A Bivalent Chromatin Controls Timing of Expression of Camalexin Biosynthesis Genes in Response to a Pathogen Signal in Arabidopsis

Temporal dynamics of gene expression underpins the responses to internal and environmental stimuli. In eukaryotes, regulation of gene induction includes changing chromatin states at the target genes, and recruitment of the transcriptional machinery that includes transcription factors. As one of the most potent specialized metabolites in Arabidopsis thaliana, camalexin can be rapidly induced by bacterial and fungal infections. Though several transcription factors controlling camalexin biosynthesis genes have been characterized, it remains unknown how the rapid activation of genes in this pathway upon a pathogen signal happens.

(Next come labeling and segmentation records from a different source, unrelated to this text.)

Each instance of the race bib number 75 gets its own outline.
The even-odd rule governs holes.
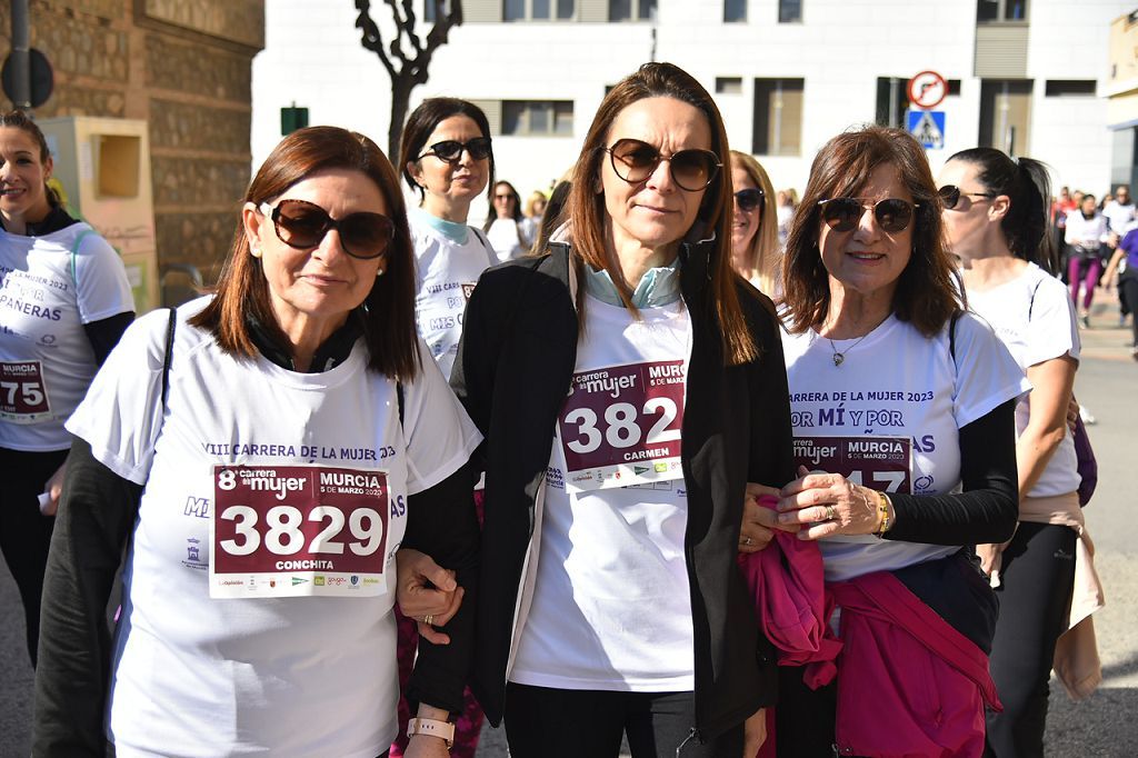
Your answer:
[[[216,465],[214,495],[212,598],[386,592],[385,472]]]
[[[570,492],[679,479],[683,361],[574,374],[558,431]]]

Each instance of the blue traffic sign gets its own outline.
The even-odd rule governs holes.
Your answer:
[[[917,142],[926,150],[940,150],[945,147],[945,112],[943,110],[909,110],[908,130]]]

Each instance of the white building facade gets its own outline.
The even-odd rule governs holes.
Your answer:
[[[490,117],[500,179],[525,197],[576,160],[608,86],[646,60],[675,63],[715,94],[734,149],[776,188],[801,188],[817,149],[867,122],[906,125],[906,84],[939,73],[948,96],[935,172],[988,145],[1050,164],[1056,187],[1096,195],[1112,176],[1104,83],[1111,23],[1135,0],[464,0],[438,49],[432,96]],[[422,16],[423,3],[415,0]],[[281,137],[281,109],[386,147],[390,84],[360,44],[347,0],[269,0],[253,66],[253,157]],[[372,3],[382,25],[384,2]],[[422,24],[426,35],[427,24]],[[1118,171],[1115,171],[1118,173]],[[472,216],[485,213],[473,208]]]

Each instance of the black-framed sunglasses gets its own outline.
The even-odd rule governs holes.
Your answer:
[[[735,192],[735,203],[739,205],[740,211],[750,213],[758,208],[761,212],[766,203],[766,192],[756,188],[739,190]]]
[[[443,140],[442,142],[435,142],[435,145],[431,145],[427,148],[427,151],[417,159],[426,158],[427,156],[432,155],[445,163],[459,163],[459,159],[462,157],[462,151],[465,150],[475,160],[485,160],[490,157],[492,149],[490,138],[488,137],[476,137],[475,139],[465,142],[460,142],[459,140]]]
[[[988,199],[997,197],[996,192],[964,192],[956,184],[945,184],[937,190],[937,195],[940,196],[941,204],[949,211],[956,207],[962,197],[987,197]]]
[[[872,209],[877,225],[891,234],[905,231],[913,221],[913,209],[921,207],[920,204],[896,197],[877,200],[872,205],[865,204],[856,197],[835,197],[830,200],[819,200],[818,205],[822,206],[822,220],[834,231],[853,231],[861,214]]]
[[[379,213],[358,211],[343,219],[332,219],[328,212],[307,200],[281,200],[277,207],[267,203],[257,206],[272,219],[280,241],[298,250],[318,247],[329,229],[340,234],[340,246],[353,258],[378,258],[395,238],[395,224]]]
[[[671,180],[679,189],[699,192],[707,189],[723,167],[719,156],[711,150],[691,148],[663,155],[654,146],[630,138],[617,140],[612,147],[601,149],[612,159],[612,170],[617,172],[617,176],[629,184],[646,180],[661,160],[667,160]]]

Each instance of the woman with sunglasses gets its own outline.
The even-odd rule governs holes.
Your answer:
[[[792,476],[777,322],[731,269],[711,97],[646,64],[596,113],[569,222],[483,274],[452,386],[484,430],[475,692],[516,758],[744,753],[774,659],[736,565]],[[761,725],[761,714],[757,719]],[[761,728],[761,726],[760,726]]]
[[[0,115],[0,549],[36,661],[43,567],[71,435],[64,421],[134,319],[123,262],[48,187],[27,114]]]
[[[753,520],[817,541],[844,649],[836,683],[780,667],[780,755],[983,750],[996,600],[964,546],[1015,526],[1013,407],[1029,385],[962,310],[940,208],[921,146],[868,126],[822,148],[791,225],[799,478],[758,488],[777,516],[749,506],[743,534],[766,541]]]
[[[498,261],[510,261],[525,255],[533,240],[523,231],[525,216],[521,215],[521,197],[513,184],[500,181],[494,184],[494,207],[490,209],[483,231],[490,241]]]
[[[770,178],[752,156],[732,150],[731,180],[735,187],[735,213],[731,223],[732,265],[759,291],[777,297],[778,219]]]
[[[1020,525],[1011,542],[979,545],[978,552],[1000,601],[991,672],[1004,711],[988,715],[989,755],[1041,756],[1056,641],[1087,613],[1080,612],[1083,598],[1072,603],[1075,563],[1089,561],[1090,551],[1079,543],[1086,538],[1081,479],[1066,421],[1079,327],[1055,278],[1047,167],[973,148],[949,158],[939,181],[968,305],[996,329],[1032,385],[1015,414]],[[1091,681],[1075,678],[1085,687]],[[1092,689],[1094,682],[1072,692],[1086,697]]]
[[[415,333],[405,219],[374,142],[294,132],[246,192],[216,294],[112,353],[67,427],[35,755],[386,756],[401,545],[467,588],[409,690],[406,755],[448,755],[480,436]]]

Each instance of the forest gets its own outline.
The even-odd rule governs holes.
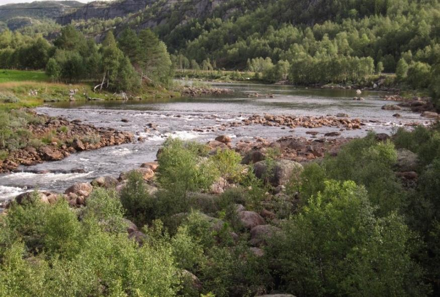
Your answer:
[[[137,35],[127,29],[117,41],[109,31],[99,44],[70,25],[53,44],[41,35],[0,33],[0,68],[45,69],[54,82],[100,82],[95,89],[135,92],[145,80],[167,86],[171,66],[164,44],[148,29]]]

By combining publicly available epigenomic data with in vivo chromatin mapping, we found that camalexin biosynthesis genes are marked with two epigenetic modifications with opposite effects on gene expression, H3K27me3 (repression) and H3K18ac (activation), to form a bivalent chromatin. Mutants with reduced H3K27m3 or H3K18ac showed that both modifications were required to determine the timing of gene expression and metabolite accumulation at an early stage of the stress response. Our study indicates that this type of bivalent chromatin, which we name a kairostat, plays an important role controlling the timely induction of gene expression upon stimuli in plants.